Ein internationales Insolvenrecht wird es so schnell nicht geben

Der Schuldenreport gibt keine Antwort auf die Frage, was kurzfristig getan werden kann, um unmittelbar drohende Staatsbankrotte abzuwenden. Das von erlassjahr.de seit Jahren geforderte internationale Insolvenzverfahren wird es in absehbarer Zeit nicht geben. Die Alternative dürfte am Ende deshalb heißen: Bedrohte Staaten werden zahlungsunfähig oder mit schnell mobilisiertem frischem Geld über Wasser gehalten.

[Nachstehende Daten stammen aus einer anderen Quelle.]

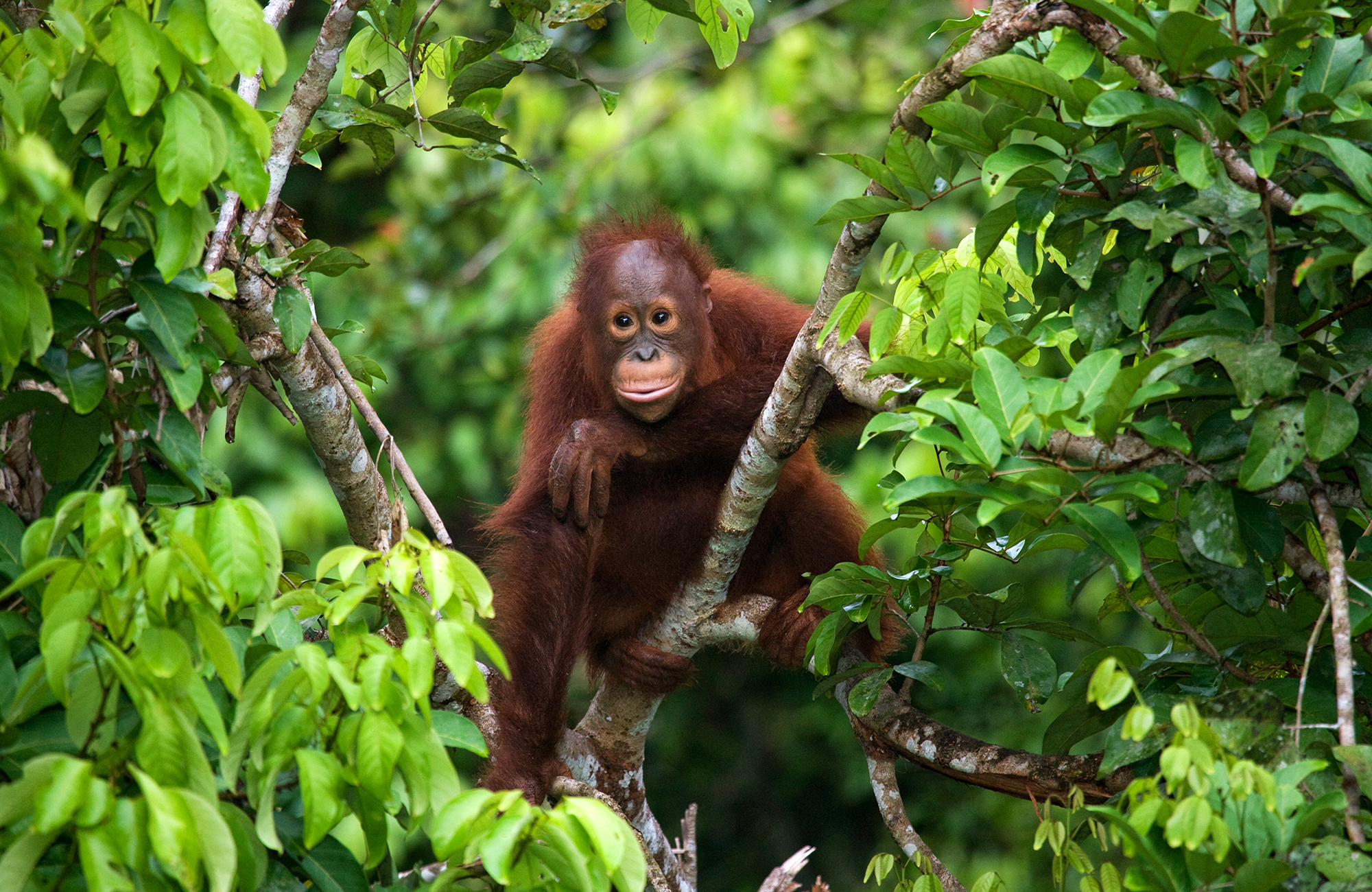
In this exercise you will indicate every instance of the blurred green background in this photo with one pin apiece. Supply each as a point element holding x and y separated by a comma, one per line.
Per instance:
<point>467,257</point>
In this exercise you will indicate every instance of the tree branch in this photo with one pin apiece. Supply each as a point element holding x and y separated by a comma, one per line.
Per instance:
<point>309,94</point>
<point>1190,632</point>
<point>249,89</point>
<point>324,411</point>
<point>783,878</point>
<point>1338,577</point>
<point>1108,40</point>
<point>335,362</point>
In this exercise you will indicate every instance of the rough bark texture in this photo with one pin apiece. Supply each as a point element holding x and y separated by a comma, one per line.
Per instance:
<point>326,412</point>
<point>309,94</point>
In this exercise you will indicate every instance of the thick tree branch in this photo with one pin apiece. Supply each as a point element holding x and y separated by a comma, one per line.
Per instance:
<point>1108,40</point>
<point>1131,452</point>
<point>374,422</point>
<point>309,94</point>
<point>1338,577</point>
<point>1190,632</point>
<point>249,90</point>
<point>326,414</point>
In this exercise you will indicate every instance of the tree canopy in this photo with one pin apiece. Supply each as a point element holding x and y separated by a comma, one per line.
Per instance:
<point>1116,374</point>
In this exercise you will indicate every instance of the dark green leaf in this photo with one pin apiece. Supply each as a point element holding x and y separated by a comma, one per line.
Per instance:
<point>1275,449</point>
<point>1330,425</point>
<point>292,311</point>
<point>1215,525</point>
<point>169,316</point>
<point>1028,668</point>
<point>484,75</point>
<point>862,209</point>
<point>83,384</point>
<point>1111,533</point>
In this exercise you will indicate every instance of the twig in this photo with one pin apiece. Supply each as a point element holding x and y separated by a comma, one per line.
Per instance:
<point>1305,672</point>
<point>249,89</point>
<point>1358,386</point>
<point>687,852</point>
<point>883,773</point>
<point>1189,631</point>
<point>784,879</point>
<point>1336,316</point>
<point>569,787</point>
<point>335,362</point>
<point>1343,642</point>
<point>265,386</point>
<point>309,94</point>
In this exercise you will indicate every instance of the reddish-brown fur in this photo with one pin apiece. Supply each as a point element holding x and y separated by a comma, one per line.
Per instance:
<point>563,591</point>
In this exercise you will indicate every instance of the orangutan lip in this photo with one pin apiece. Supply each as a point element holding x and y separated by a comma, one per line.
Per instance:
<point>647,396</point>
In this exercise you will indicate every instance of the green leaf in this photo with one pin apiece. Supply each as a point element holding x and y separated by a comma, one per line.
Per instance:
<point>910,160</point>
<point>1001,392</point>
<point>169,316</point>
<point>21,857</point>
<point>1182,38</point>
<point>1001,167</point>
<point>1024,72</point>
<point>960,126</point>
<point>293,314</point>
<point>135,51</point>
<point>962,303</point>
<point>334,263</point>
<point>464,123</point>
<point>1242,588</point>
<point>378,749</point>
<point>1215,525</point>
<point>862,209</point>
<point>62,795</point>
<point>246,39</point>
<point>980,437</point>
<point>644,19</point>
<point>1196,163</point>
<point>862,698</point>
<point>65,443</point>
<point>322,786</point>
<point>217,847</point>
<point>485,75</point>
<point>1094,377</point>
<point>847,316</point>
<point>83,384</point>
<point>1275,448</point>
<point>1111,533</point>
<point>333,868</point>
<point>1330,425</point>
<point>1262,875</point>
<point>1028,668</point>
<point>924,672</point>
<point>1141,112</point>
<point>1137,289</point>
<point>676,8</point>
<point>460,732</point>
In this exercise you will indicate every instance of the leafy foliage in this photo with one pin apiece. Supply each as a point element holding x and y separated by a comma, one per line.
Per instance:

Dies freilich in einer Situation, in der die Geberländer selbst mit der Finanz- und Wirtschaftskrise beschäftigt sind. Via Weltbank stünden „zu günstigen Konditionen" Kredite von 100 Milliarden US-Dollar für die Entwicklungsländer zur Verfügung, versucht das deutsche Entwicklungsministerium zu beruhigen.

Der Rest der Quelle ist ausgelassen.